Lo que molestaba a Kino era la importancia con que contaban aquellas cosas, como si fueran las primeras personas en descubrir la más plena felicidad y el sentido de la vida, en vez de ser ruedas de un engranaje. En aquellos momentos el alfa contaba cómo se había fundido su primer sueldo en una fiesta con putas y droga, pero con clase. Un local exclusivo con las chicas más caras. Faltaría más. La chica y uno de los otros dos chicos lo miraban impresionados y con claras intenciones sexuales, el otro chico no participaba mucho en la conversación. Debía avergonzarse de no haber terminado todavía su primer máster.

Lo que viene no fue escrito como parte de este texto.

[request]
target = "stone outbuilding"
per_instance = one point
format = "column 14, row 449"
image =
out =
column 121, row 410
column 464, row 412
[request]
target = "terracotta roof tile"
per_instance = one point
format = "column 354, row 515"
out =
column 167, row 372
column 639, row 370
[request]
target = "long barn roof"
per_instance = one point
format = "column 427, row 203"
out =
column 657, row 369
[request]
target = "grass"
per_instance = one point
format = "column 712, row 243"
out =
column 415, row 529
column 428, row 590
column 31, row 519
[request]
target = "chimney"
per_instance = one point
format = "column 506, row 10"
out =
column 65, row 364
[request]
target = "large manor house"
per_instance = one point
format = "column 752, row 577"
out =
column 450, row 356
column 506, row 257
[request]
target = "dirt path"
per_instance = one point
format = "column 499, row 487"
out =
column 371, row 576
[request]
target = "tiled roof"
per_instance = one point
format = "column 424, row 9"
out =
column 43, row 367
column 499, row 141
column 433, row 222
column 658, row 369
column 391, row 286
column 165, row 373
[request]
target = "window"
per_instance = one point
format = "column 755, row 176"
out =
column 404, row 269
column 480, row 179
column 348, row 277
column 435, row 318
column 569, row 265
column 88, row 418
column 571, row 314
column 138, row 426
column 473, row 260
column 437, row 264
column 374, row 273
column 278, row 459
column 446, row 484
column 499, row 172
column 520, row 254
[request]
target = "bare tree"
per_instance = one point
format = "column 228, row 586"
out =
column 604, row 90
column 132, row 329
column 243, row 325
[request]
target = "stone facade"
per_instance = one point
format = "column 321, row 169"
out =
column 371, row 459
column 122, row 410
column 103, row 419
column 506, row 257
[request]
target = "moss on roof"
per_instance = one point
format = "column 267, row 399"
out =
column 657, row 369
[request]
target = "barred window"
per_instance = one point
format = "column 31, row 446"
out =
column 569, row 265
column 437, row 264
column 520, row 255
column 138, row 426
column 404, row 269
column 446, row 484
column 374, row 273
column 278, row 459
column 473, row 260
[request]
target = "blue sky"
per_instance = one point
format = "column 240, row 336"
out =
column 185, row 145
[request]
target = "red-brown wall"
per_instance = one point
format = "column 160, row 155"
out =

Pero Kino sabía fijarse en la gente, o eso intentaba si tenía la intención de convertirse algún día en un escritor de verdad. Y lo cierto es que aquellos jóvenes abogados no le engañaban, podía ver a través de sus sonrisas forzadas que pretendían esconder la duda que había en sus ojos. No es posible que alguien sienta tanto ímpetu por hacer algo que han hecho tantos miles de personas antes que tú y que van a hacer tantos miles de personas después. Lo rutinario no genera tanta felicidad y euforia.
A los ojos de Kino, aquello era intentar convencer a los demás y, por extensión, a uno mismo de que se han tomado las decisiones adecuadas. No solo había experimentado él mismo la misma sensación al terminar sus estudios, sino que veía el mismo proceso de negación y autoconvencimiento en cada nueva promoción de universitarios que se incorporaban al mundo laboral. Simplemente había que convencerse de que aquello valía la pena, de otra manera no tenía sentido haber renunciado a la juventud. ¿No?
«Plaza de Castilla». Ya solo faltaba una parada.
X
De la salida del metro a la sede tardó una canción y media, y en el camino se fue liando un cigarro. Cuando hubo terminado levantó la vista y se encontró con que sus pies le habían guiado automáticamente hasta dejarlo de frente con la imponente estructura que era la sede de Industrias Lázaro.